D’autres dossiers ont également été fournis au Pnat, même s’il ne s’agit pas à ce stade de plaintes proprement dites, mais de constitutions de parties civiles. « Nous y décrivons les circonstances des assassinats commis », explique Me Muriel Ouaknine-Melki, présidente de l’Organisation juive européenne (OJE), qui défend, avec ses confrères et consœur Nicolas Salomon, Sandra Ammar et Oudy Bloch, cinq familles de victimes françaises. « Nous attendons des éléments complémentaires avant de déposer une plainte étayée. Des négociations étant toujours en cours pour la libération des otages, nous sommes précautionneux. »

Ces cinq familles sont celle de Karin Journo, 24 ans, décédée dans l’explosion de l’ambulance près de laquelle elle s’abritait au festival Tribe of Nova ; celle d’Eitan Yahalomi, 12 ans, kidnappé au kibboutz Nir Oz et libéré après 54 jours, et de son père Ohad Yahalomi, toujours otage à Gaza ; celle de la famille, souhaitant rester anonyme, d’une jeune fille de 21 ans rescapée du festival Tribe of Nova ; celle de la famille de Maya Bitton, décédée lors de cette même attaque de la rave party ; celle enfin de la famille L., rescapée du kibboutz de Nir Oz, qui vit désormais de nouveau en France.

« Pour le moment, ce n’est pas la volonté du Pnat de faire évoluer les qualifications retenues, confie Me Patrick Klugman qui défend cinq familles de victime. On peut le comprendre car, en Israël, le cadre retenu est celui d’assassinat en relation avec une entreprise terroriste et puis, pour le moment, toutes les victimes n’ont pas encore été identifiées, la scène criminelle n’a pas encore été figée, l’action militaire se poursuit. Mais de notre point de vue, c’est un cadre qui va à terme s’avérer insuffisant. »

Coté parquet antiterroriste, on assure que si l’enquête est ouverte à ce jour uniquement pour des qualifications terroristes, « une réflexion est néanmoins en cours sur une éventuelle qualification de crimes internationaux ».
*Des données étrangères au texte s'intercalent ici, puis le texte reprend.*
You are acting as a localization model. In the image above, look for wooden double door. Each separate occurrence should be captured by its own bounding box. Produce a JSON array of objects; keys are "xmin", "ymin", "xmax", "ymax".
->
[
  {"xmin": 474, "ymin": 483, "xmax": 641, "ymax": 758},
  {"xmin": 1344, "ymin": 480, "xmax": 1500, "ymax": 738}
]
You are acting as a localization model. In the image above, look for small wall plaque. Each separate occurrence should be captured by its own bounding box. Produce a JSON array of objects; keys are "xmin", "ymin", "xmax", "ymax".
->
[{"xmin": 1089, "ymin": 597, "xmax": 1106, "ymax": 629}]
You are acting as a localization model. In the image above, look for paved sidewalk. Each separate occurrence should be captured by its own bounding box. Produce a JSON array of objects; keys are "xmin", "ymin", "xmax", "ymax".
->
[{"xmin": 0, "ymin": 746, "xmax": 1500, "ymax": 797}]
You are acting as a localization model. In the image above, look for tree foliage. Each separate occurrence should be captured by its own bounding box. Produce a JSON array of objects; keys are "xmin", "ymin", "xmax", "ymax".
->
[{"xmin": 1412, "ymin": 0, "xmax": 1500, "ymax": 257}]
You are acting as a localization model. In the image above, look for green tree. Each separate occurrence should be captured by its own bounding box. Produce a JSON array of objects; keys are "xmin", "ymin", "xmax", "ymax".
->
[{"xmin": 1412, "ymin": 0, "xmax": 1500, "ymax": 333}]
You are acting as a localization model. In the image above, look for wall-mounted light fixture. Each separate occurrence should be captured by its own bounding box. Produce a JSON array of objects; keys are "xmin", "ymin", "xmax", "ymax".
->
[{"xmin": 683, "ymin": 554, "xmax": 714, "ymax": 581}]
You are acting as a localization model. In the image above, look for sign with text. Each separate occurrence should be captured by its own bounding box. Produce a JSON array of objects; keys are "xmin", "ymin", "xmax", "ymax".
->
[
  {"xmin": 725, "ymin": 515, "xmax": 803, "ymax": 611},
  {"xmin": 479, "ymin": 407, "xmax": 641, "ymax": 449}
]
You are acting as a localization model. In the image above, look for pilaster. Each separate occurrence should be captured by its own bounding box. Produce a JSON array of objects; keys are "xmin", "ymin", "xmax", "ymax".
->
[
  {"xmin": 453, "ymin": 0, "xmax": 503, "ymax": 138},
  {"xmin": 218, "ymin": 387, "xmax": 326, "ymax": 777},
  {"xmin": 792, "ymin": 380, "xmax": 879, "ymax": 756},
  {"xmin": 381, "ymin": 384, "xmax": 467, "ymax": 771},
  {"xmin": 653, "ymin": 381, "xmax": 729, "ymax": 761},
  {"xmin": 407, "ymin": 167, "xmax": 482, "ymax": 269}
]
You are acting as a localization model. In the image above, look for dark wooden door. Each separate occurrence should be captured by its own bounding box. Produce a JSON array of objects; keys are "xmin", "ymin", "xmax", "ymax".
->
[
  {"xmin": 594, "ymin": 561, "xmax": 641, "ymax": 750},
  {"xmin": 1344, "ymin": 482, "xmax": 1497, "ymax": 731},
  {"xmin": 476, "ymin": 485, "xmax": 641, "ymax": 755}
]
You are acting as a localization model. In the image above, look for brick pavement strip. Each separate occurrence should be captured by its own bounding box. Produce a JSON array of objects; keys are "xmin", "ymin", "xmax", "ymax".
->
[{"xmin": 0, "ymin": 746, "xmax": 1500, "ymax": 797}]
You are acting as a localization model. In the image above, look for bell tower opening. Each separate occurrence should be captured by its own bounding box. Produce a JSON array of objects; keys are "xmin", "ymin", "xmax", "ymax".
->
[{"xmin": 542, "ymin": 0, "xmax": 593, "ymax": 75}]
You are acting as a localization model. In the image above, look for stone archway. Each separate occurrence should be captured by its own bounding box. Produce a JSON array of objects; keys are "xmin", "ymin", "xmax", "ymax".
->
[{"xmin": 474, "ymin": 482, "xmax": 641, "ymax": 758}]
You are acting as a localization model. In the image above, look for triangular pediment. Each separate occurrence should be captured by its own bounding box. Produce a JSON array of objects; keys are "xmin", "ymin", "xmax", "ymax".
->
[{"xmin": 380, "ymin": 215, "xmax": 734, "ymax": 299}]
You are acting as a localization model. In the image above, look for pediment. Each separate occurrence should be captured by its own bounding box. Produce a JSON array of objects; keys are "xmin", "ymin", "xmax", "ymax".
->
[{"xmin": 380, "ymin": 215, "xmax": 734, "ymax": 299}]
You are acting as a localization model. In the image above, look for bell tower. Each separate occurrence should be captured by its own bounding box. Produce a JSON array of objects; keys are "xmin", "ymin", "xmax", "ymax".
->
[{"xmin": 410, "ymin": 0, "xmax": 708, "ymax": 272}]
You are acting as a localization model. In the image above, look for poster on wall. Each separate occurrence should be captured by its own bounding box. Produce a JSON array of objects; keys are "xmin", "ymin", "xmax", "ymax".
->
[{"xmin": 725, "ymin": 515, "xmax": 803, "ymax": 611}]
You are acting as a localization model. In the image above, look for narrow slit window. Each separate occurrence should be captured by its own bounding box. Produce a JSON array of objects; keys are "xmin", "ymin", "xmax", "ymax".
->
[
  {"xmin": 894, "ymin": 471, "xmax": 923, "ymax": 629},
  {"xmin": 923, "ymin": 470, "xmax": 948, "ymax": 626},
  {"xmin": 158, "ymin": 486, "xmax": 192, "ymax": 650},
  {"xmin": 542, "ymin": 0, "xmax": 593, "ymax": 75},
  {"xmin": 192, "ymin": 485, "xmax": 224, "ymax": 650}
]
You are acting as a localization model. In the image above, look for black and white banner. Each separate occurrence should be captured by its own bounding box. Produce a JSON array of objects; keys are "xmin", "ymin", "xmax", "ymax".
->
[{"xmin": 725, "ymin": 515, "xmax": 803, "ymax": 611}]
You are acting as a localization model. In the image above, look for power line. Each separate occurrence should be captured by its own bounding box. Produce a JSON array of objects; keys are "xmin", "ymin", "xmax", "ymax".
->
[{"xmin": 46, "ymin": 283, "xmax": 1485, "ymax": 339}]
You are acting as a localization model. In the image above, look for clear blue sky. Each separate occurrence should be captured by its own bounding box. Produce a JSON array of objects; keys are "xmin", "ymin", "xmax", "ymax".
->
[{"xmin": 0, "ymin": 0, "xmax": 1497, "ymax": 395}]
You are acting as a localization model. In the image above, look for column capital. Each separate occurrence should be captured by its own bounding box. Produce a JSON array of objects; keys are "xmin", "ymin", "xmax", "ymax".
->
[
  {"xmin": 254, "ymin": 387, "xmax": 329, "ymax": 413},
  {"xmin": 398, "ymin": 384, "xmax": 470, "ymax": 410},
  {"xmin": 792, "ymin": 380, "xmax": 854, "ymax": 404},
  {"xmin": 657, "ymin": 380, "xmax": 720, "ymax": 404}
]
Le procureur général de la CPI en Israël

La plupart de ces avocats ne s’interdisent pas de déposer plainte dans un second temps auprès de la Cour pénale internationale (CPI).Pour le moment, onze familles de victimes israéliennes, mais aucune de victimes françaises, ont porté plainte, le 3 novembre, devant l’instance internationale via Me François Zimeray, avocat à la CPI, pour « crime de guerre, crime contre l’humanité et crime de génocide ».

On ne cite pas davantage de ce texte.